Council met informally this morning, for a briefing on a CCHL (Christchurch City Holdings Ltd) project, and for a further discussion on how we will engage in our soon to be starting discussions on the future of our central city.
I can’t go into detail about what we were discussing, and it’s a shame. Had you been a fly on the wall, I know you would have been impressed at the level of penetrating questioning on the first topic, and nodding at the commitment to community participation on the second. Both conversations will progress to being open very soon. Watch this space.
I’d biked to work. Chilly this morning. Home, emails, put Pepper in the car, went to my hairdresser for the blonding you need when CTV promos are due to be shot. Hair looked fab – so it was important to put it to the test.
Hagley Park, I am so in love with you. Your trees, your leaves, the joggers, the cyclists, teens playing golf, and my girl running with her tail wagging through the glorious woods planted by our forbears. You are the jewel in our crown, you are a special place. I will not forget that.
Pepper and I played peekaboo behind the trees. Should a dog be able to learn that game? I love my girl. She’s soft, she’s mischief, she’s love in a black and white fur coat. What did I do without her?
I’d downloaded (and paid for as I always do) an album yesterday by a stunning artist who’s not entirely new to me – the lovely Imogen Heap. You can’t run to her music. You have to dance. Running to a salsa beat, the red and gold leaves falling, autumn sun low and faint, Pepper gambolling – bliss, bliss, bliss.
We were out for an hour or so. Talked to a couple of strangers, dog people. Filled a bag with pine cones. Watched the touch rugby players.
Drove home, through a right old proper traffic jam. The 5 ks took 45 minutes. Lit the fire, heated the soup, texted a few friends. And in short order, soup and I were off to a pot luck elsewhere – I’m not long home.
And I’ve been for a swim, and a spa.
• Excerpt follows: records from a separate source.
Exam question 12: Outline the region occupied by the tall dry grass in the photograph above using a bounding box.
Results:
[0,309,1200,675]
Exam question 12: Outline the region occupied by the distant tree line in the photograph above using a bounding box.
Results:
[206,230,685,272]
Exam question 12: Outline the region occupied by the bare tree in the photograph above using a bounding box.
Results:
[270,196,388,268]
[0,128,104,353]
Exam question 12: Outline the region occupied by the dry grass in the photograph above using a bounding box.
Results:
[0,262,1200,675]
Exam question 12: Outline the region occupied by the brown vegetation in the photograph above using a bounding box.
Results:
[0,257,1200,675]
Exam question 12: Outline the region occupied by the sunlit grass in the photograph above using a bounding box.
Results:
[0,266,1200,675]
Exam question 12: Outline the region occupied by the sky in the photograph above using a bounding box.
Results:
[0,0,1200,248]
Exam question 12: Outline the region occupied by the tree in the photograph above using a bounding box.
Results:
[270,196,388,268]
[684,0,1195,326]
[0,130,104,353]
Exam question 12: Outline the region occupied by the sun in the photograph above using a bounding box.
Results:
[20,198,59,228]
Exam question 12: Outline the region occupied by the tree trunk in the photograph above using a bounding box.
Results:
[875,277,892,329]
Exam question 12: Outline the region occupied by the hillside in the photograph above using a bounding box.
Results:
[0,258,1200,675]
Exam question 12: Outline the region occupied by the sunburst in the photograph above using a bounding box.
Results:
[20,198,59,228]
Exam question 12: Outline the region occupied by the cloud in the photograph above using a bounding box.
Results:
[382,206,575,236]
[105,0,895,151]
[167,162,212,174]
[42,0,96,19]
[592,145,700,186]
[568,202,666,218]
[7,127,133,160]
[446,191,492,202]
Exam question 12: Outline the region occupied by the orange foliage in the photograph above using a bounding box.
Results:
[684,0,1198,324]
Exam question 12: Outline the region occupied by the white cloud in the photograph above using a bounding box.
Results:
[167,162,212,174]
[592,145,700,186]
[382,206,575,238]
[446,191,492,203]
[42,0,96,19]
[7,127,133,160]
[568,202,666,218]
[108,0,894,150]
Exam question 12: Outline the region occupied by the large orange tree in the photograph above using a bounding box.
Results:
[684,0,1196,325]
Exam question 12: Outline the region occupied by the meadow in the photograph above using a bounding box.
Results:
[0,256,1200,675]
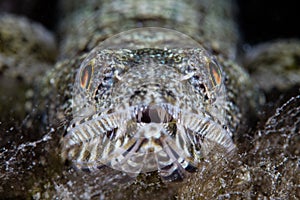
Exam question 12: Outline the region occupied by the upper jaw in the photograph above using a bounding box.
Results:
[63,104,235,179]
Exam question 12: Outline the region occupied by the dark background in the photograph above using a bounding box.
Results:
[0,0,300,44]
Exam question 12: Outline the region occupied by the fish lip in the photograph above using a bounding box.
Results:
[63,104,235,177]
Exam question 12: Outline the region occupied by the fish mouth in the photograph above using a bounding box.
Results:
[62,104,235,180]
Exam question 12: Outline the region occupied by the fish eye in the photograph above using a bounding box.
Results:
[79,63,94,90]
[207,61,222,88]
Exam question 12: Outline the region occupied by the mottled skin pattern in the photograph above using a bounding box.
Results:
[0,0,300,199]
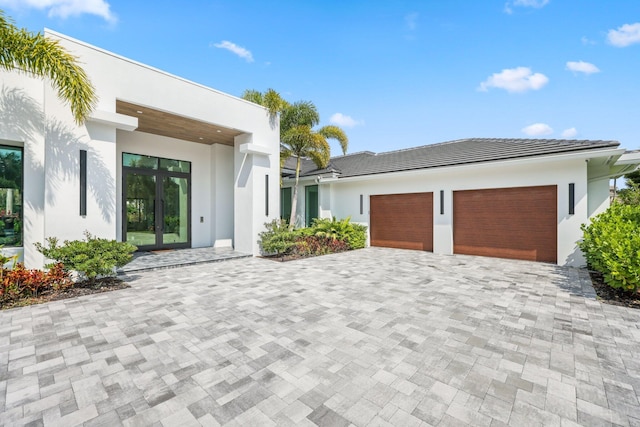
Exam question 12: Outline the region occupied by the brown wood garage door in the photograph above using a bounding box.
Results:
[370,193,433,251]
[453,185,558,263]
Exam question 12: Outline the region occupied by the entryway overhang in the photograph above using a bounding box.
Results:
[116,100,245,146]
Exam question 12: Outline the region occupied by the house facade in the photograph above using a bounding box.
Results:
[0,30,279,268]
[281,138,640,266]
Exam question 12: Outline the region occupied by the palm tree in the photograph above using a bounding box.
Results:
[242,89,349,229]
[0,10,97,124]
[280,101,349,229]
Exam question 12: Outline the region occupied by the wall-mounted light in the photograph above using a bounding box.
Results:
[569,182,576,215]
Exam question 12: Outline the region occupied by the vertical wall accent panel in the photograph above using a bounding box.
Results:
[80,150,87,216]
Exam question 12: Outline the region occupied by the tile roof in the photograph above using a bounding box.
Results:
[283,138,620,178]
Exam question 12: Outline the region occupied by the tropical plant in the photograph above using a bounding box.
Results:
[310,217,367,249]
[35,231,138,282]
[242,89,349,230]
[0,10,97,124]
[258,219,298,255]
[0,263,73,307]
[578,203,640,292]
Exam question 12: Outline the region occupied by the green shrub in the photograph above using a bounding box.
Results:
[310,217,367,249]
[258,219,299,255]
[36,231,138,282]
[347,224,367,249]
[578,203,640,292]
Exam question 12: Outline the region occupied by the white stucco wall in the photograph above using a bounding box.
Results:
[47,32,279,255]
[0,30,279,267]
[0,71,45,265]
[285,154,608,266]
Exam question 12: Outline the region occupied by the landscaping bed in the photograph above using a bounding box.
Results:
[0,277,131,310]
[258,218,367,262]
[589,270,640,309]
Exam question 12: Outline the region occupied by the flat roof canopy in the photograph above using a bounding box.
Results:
[116,100,244,146]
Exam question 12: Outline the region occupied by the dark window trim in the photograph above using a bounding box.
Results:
[80,150,87,216]
[569,182,576,215]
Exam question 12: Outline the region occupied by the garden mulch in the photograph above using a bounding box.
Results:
[589,270,640,309]
[0,277,131,310]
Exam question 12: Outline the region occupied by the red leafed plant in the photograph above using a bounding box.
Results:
[0,263,73,305]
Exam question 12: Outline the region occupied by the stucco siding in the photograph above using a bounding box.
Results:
[284,156,588,265]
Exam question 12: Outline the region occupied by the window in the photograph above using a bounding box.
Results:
[0,145,22,247]
[280,187,291,221]
[304,185,318,227]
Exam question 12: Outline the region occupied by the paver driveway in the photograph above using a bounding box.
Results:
[0,248,640,426]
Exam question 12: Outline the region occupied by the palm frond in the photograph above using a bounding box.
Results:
[240,89,264,107]
[318,125,349,154]
[0,11,97,124]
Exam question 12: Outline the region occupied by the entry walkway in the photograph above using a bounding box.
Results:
[118,247,251,275]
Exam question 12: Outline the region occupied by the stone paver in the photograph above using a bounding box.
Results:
[0,248,640,426]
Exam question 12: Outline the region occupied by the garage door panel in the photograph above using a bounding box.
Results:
[453,186,558,263]
[370,193,433,251]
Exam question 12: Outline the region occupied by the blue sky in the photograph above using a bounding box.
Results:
[0,0,640,154]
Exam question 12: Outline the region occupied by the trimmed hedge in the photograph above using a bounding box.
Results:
[578,203,640,292]
[258,218,367,257]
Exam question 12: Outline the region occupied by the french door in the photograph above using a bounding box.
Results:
[122,153,191,250]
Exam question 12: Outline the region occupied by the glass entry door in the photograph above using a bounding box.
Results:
[122,153,191,250]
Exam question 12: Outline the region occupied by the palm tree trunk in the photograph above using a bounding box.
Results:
[289,156,300,230]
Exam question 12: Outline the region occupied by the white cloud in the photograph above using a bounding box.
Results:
[0,0,118,24]
[213,40,253,62]
[580,36,596,46]
[504,0,549,15]
[513,0,549,8]
[478,67,549,92]
[521,123,553,136]
[404,12,420,31]
[560,128,578,139]
[329,113,364,128]
[607,22,640,47]
[567,61,600,74]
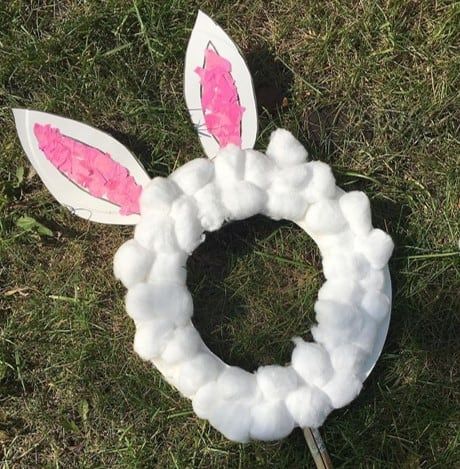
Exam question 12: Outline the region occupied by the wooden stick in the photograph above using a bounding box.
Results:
[303,428,333,469]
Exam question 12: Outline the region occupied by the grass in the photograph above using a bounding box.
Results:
[0,0,460,468]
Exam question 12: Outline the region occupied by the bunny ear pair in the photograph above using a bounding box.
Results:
[13,11,257,225]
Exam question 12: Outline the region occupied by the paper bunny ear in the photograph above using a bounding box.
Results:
[13,109,149,225]
[184,11,257,158]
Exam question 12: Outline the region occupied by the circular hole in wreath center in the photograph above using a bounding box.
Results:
[187,216,323,371]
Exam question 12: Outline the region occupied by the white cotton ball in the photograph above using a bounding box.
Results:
[139,177,181,215]
[161,325,202,365]
[318,277,363,304]
[212,145,246,186]
[126,283,193,325]
[265,189,308,220]
[244,150,275,189]
[361,229,394,269]
[171,197,204,254]
[314,300,362,326]
[351,313,377,353]
[169,158,214,195]
[148,251,188,285]
[322,373,363,409]
[250,401,294,441]
[339,191,372,236]
[134,319,174,360]
[113,239,154,288]
[323,251,370,280]
[256,365,297,400]
[291,339,332,386]
[217,366,256,399]
[359,269,385,291]
[266,129,308,168]
[177,352,224,397]
[222,181,267,220]
[134,213,179,252]
[304,199,346,235]
[192,381,218,419]
[286,386,332,428]
[331,344,369,378]
[361,290,390,322]
[270,164,311,192]
[304,161,336,204]
[209,401,251,443]
[194,183,230,231]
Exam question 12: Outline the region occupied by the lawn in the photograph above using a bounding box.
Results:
[0,0,460,468]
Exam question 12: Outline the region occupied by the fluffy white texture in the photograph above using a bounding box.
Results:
[148,251,187,285]
[113,239,154,288]
[244,150,275,189]
[359,269,385,291]
[291,339,333,386]
[161,325,202,364]
[270,163,311,192]
[192,381,218,419]
[361,290,390,322]
[361,228,394,269]
[286,386,332,428]
[177,353,224,397]
[216,366,256,399]
[169,158,214,195]
[126,283,193,326]
[318,277,363,304]
[222,181,267,220]
[265,190,308,220]
[304,199,346,234]
[250,401,294,441]
[134,213,179,252]
[323,250,370,280]
[139,177,181,215]
[330,344,369,376]
[339,191,372,236]
[195,183,230,231]
[212,145,246,186]
[134,319,174,360]
[267,129,308,168]
[304,161,336,204]
[323,372,362,409]
[209,401,251,443]
[256,365,297,401]
[171,197,204,254]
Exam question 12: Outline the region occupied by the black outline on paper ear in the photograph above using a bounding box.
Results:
[184,10,257,158]
[13,109,150,225]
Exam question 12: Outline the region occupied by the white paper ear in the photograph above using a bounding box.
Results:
[184,11,257,158]
[13,109,150,225]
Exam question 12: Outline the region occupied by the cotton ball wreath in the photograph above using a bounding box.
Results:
[267,129,308,168]
[169,158,214,195]
[113,239,153,288]
[114,127,393,442]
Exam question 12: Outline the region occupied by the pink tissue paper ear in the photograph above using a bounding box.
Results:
[195,45,245,148]
[34,123,142,215]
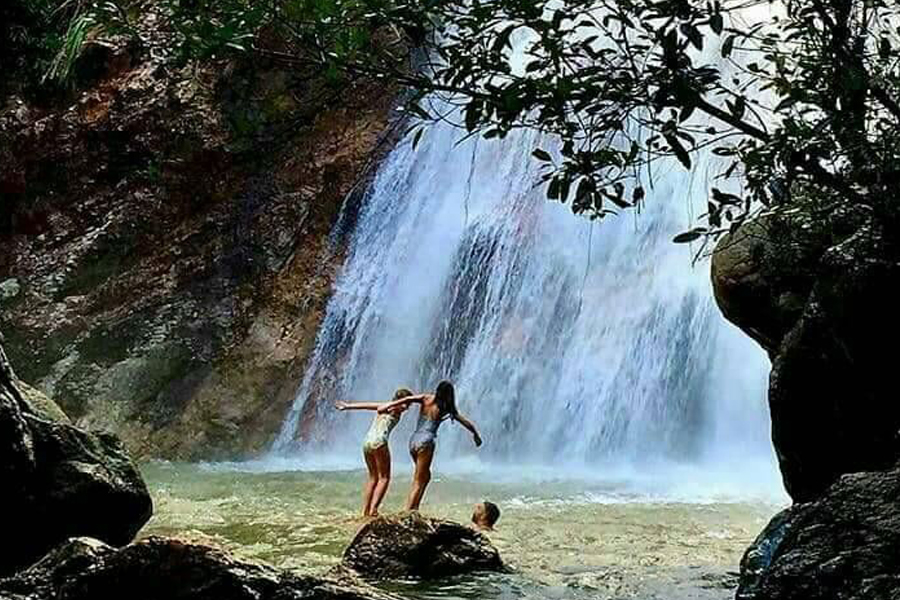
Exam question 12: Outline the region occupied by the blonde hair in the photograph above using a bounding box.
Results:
[394,388,413,400]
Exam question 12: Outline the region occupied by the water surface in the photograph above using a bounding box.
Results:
[144,462,783,600]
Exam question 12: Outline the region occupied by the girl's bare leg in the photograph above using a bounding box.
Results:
[406,446,434,510]
[369,444,391,517]
[363,450,378,517]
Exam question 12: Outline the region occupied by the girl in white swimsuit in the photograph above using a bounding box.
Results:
[335,388,412,517]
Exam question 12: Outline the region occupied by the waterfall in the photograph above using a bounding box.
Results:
[273,110,769,478]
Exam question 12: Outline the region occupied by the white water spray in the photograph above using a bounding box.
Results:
[273,105,770,486]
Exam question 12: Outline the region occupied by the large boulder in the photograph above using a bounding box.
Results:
[0,346,152,574]
[341,512,504,579]
[712,217,900,502]
[737,469,900,600]
[0,537,396,600]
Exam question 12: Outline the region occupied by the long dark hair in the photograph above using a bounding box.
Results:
[434,379,459,419]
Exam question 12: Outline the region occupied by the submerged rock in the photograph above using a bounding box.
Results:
[0,340,152,574]
[737,469,900,600]
[341,512,504,579]
[0,537,396,600]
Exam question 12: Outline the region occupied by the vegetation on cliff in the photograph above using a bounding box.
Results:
[40,0,900,251]
[0,0,396,458]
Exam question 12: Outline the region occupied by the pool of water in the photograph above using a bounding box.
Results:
[143,463,784,600]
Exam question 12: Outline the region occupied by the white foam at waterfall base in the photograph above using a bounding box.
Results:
[267,97,778,502]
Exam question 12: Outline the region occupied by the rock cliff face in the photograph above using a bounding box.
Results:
[0,9,394,459]
[737,469,900,600]
[0,340,152,575]
[0,537,399,600]
[712,214,900,600]
[712,216,900,502]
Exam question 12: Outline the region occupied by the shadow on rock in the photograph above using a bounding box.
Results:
[0,537,397,600]
[341,512,506,579]
[0,340,153,575]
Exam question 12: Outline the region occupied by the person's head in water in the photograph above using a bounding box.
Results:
[391,388,413,417]
[472,500,500,531]
[434,379,457,418]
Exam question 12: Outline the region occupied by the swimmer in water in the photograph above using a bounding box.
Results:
[335,388,412,517]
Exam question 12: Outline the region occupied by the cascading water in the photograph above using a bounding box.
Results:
[273,106,769,488]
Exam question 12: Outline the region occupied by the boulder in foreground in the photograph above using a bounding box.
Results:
[737,468,900,600]
[0,340,152,575]
[341,512,505,579]
[0,537,396,600]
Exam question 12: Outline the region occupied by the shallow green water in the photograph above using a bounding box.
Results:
[143,463,779,600]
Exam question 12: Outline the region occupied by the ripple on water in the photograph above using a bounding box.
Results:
[144,463,780,600]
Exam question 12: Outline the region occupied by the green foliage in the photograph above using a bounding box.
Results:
[139,0,900,242]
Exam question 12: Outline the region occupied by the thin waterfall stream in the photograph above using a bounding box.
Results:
[272,108,770,492]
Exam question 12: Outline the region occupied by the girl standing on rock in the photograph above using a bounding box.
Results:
[378,381,481,510]
[335,388,412,517]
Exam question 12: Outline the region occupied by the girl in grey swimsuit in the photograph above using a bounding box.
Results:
[409,411,442,460]
[378,381,481,510]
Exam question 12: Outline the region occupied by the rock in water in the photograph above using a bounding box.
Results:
[0,340,152,574]
[712,215,900,502]
[341,512,504,579]
[737,469,900,600]
[0,537,397,600]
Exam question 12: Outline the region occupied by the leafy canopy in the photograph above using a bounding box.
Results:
[52,0,900,246]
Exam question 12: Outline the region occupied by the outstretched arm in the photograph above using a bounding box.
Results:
[334,401,384,410]
[378,394,428,413]
[455,413,481,446]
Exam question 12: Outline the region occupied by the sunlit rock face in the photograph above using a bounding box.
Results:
[0,3,394,459]
[341,512,504,579]
[713,215,900,502]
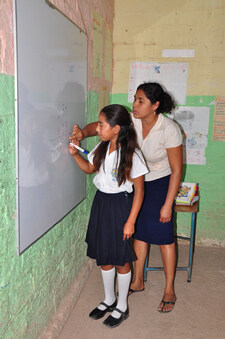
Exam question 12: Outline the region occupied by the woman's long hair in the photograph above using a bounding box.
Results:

I’m fascinated by the consequences. My shoulder isn’t sore. I don’t know if it’s the heat or the movement, but I’ve discovered a new solution to my antiquated joint problem. As winter rolls further in, I’m guessing this could be the new world order. If only they let dogs into Pioneer so I could teach Pepper the doggy paddle, life would be perfect.
Am in bed with my laptop (blondes don’t seem to have more fun just yet!) and found this comment on last night’s blog.
Dear M/s Wells,
I hope you don’t mind me writing this. I am an 81yr old lady who has been trying to find out what happened to the mother of the two teenagers sitting in the roadway waiting for news of their mother in the quake. I did not know her name but by putting in a few sentences in Google, I finally found sadly, what I hoped I would not find…. that she had died. The Aussie tv stations showed the youngsters in distress and mentioned their home had been broken into, but I could not get them to tell me what happened to their Mum. Now I know and I am so terribly saddened. Thankyou for your website, at least I can say how I feel. I hope and pray they will carry on, and all of you in that beautiful city too. God bless you all, I prayed that their Mum would be found safe, but sadly, it wasn’t to be. Yours sincerely, Enid J******, from Bribie Island in Queensland.”
I’ve posted it on the CTV Roll-Call group page. I think she’s talking about one of ours. If not, we will spread the word till we find who she means so they know that dear lady in Queensland cared enough after all this time to sit down, find my blog, and try to get the message over here that she still cares.
It’s nearly two months now. It’s my baby’s 16th birthday tomorrow. (And yet remarkably I’m still only 27!) My lovely Nick – my boy who was in Subway on the day. As kids do now, he has chosen his birthday present. Unlike another young man I wrote of a few days ago, Nick didn’t go into town to fetch it on a bus. He ordered it off the internet. The small things that you don’t think of at the time. The small miracles or tragedies that save or take a life.
I have my Nick still, I have my Chris. I have my family, most of my friends, most of my colleagues. We are so very blessed. And tonight, I know I have the compassion and support of Enid in Bribie Island, who would have been well and truly within her rights to shut her eyes to our pain, or to say nothing at all.
I am very, very humbled – I am very, very grateful.